Hence that afternoon
Though never knew he
That his wish could not be
To get through it faster,
They buried the master
Without any tomb.
But it was said that, when
At the dead of next night
The vicar looked out
There struck on his ken
Thronged roundabout,
Where the frost was graying
The head stone grass
A band all in white
Like the saints in church-glass
Singing and playing
The ancient stave
By the choirmaster’s grave.
Questions
1. Do you think that the unfulfilled wish of the choirmaster has any effect on the poet?
2. What is the attitude of the vicar towards the last wish of the choirmaster?

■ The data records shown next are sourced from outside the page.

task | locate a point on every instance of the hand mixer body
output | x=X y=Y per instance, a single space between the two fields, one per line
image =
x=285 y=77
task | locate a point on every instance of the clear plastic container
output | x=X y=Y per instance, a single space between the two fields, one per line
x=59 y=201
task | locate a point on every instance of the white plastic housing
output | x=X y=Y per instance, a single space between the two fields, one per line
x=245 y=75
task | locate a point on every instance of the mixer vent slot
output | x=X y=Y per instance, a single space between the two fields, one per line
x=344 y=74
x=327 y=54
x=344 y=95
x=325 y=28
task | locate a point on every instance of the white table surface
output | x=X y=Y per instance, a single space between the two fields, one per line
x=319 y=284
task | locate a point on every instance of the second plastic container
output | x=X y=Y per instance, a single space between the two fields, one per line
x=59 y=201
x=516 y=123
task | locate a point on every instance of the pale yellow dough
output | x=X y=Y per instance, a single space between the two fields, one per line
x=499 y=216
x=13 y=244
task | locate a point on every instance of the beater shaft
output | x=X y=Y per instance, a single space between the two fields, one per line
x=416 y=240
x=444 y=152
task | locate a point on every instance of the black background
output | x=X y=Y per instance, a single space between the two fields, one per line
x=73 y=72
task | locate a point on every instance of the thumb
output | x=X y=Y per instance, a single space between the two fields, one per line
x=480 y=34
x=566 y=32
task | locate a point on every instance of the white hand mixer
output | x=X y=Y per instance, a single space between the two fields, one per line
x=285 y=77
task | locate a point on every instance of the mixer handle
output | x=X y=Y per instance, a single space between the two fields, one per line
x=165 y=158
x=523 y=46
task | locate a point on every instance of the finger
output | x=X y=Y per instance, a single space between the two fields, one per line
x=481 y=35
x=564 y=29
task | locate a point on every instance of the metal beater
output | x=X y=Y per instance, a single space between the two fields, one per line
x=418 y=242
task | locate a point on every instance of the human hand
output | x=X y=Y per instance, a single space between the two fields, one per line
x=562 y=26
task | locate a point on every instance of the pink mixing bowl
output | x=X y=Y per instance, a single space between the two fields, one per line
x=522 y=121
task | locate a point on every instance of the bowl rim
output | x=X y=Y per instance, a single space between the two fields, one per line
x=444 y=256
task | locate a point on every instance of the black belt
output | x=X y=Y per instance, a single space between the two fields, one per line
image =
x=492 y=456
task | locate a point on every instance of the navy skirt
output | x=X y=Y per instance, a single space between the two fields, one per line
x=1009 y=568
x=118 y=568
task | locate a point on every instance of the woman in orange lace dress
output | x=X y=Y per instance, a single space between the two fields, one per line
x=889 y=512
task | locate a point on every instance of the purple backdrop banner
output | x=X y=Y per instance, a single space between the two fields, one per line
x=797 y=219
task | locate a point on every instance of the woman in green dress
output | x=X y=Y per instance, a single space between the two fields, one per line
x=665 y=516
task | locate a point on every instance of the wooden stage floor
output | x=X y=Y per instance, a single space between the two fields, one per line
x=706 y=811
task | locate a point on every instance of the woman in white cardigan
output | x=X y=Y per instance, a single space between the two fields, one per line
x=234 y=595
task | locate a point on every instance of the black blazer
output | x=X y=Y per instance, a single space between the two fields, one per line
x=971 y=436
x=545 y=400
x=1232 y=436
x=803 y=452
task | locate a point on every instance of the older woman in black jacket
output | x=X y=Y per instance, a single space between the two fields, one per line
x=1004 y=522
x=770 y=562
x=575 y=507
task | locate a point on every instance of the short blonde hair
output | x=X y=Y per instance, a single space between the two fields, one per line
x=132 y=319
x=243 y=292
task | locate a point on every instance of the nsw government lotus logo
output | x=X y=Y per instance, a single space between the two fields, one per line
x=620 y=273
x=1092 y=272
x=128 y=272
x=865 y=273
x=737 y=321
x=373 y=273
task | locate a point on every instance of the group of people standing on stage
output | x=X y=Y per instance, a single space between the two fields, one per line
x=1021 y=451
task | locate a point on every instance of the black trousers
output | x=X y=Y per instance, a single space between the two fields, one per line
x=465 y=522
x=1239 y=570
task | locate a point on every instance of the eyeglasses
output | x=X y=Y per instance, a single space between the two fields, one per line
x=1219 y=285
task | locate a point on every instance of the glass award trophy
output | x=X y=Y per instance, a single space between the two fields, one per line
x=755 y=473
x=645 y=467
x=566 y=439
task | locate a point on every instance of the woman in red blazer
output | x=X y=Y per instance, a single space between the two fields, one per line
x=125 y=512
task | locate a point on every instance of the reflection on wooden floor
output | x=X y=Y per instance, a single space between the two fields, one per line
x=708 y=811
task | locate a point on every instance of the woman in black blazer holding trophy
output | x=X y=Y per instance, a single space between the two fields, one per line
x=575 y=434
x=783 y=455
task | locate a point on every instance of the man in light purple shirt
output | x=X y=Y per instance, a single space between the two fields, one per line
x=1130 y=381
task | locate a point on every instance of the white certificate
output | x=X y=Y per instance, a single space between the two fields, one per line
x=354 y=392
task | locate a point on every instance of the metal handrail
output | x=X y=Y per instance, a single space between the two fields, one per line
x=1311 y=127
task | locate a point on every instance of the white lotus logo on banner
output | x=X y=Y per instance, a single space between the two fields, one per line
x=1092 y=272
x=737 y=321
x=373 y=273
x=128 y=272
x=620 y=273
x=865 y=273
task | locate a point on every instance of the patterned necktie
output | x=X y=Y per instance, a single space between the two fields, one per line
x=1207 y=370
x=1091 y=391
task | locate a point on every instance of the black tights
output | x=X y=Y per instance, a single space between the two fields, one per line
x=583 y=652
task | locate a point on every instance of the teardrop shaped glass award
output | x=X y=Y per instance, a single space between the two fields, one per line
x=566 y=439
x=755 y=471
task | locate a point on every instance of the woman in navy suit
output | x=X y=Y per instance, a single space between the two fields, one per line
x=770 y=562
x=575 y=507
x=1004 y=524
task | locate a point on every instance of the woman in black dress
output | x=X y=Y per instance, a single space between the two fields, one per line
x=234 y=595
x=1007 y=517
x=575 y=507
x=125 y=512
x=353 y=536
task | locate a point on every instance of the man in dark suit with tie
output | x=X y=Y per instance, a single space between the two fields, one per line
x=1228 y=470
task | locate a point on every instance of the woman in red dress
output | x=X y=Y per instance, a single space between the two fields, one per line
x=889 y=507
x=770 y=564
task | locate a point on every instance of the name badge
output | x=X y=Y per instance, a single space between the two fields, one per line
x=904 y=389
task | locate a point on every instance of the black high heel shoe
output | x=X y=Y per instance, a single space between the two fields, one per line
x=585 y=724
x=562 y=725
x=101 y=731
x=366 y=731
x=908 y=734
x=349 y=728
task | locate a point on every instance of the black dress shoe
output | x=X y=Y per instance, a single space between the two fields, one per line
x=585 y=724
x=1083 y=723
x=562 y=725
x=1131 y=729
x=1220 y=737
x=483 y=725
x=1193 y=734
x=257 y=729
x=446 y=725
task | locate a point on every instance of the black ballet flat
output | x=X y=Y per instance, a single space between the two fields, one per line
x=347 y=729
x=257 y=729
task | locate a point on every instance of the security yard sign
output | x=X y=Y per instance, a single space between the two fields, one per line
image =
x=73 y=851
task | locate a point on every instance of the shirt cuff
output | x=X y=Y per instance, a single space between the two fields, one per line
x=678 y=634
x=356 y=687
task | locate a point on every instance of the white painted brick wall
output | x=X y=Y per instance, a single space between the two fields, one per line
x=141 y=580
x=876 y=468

3. Do you justify the vicar’s action at the funeral service?
4. Discuss the techniques and the tone of the poem.
5. What’s the central idea of the poem?
3. Read the poem below and respond to the questions. (20 marks)
An Extra Unseen Poem
Mutterings over the Crib of a Deaf Child
“How will he hear the bell at school
Arrange the broken afternoon,
And know to run across the cool
Grasses where the starlings cry,
Or understand the day is gone?”
Well, someone lifting curious brows
Will take the measure of the clock.
And he will see the birchen boughs
Outside sagging dark from the sky,
And the shade crawling upon the rock.
“And how will he know to rise at morning?
His mother has other suns to waken,
She has the stove she must build to burning
Before the coals of the nighttime die;
And he never stirs when he is shaken”
I take it the air affects the skin,
And you remember, when you were young,
Sometimes you could feel the dawn begin.
And the fire would call you by and by,
Out of the bed and bring you along.
“Well, good enough. To serve his needs
All kinds of arrangements can be made.
But what will you do if his finger bleeds?
Or a bobwhite whistles invisibly
And flutes like an angel off in the shade?”
He will learn pain. And, as for the bird,
It is always darkening when that comes out.
I will putter as though I had not heard,
And lift him into my arms and sing
Whether he hears my song or not.
*putter – to occupy oneself in a casual manner.
*sag- sink or curve down in the middle under weigh
Questions
1. Who is the speaker and what are the speaker’s feelings about the child?
2. What compensations does the deaf child have? How are they conveyed?
3. Explain with reference to the rest of the poem the use of the word “mutterings” in the title.
4. How will the child “learn pain”?
5. Comment on the different tones and voices in the poem.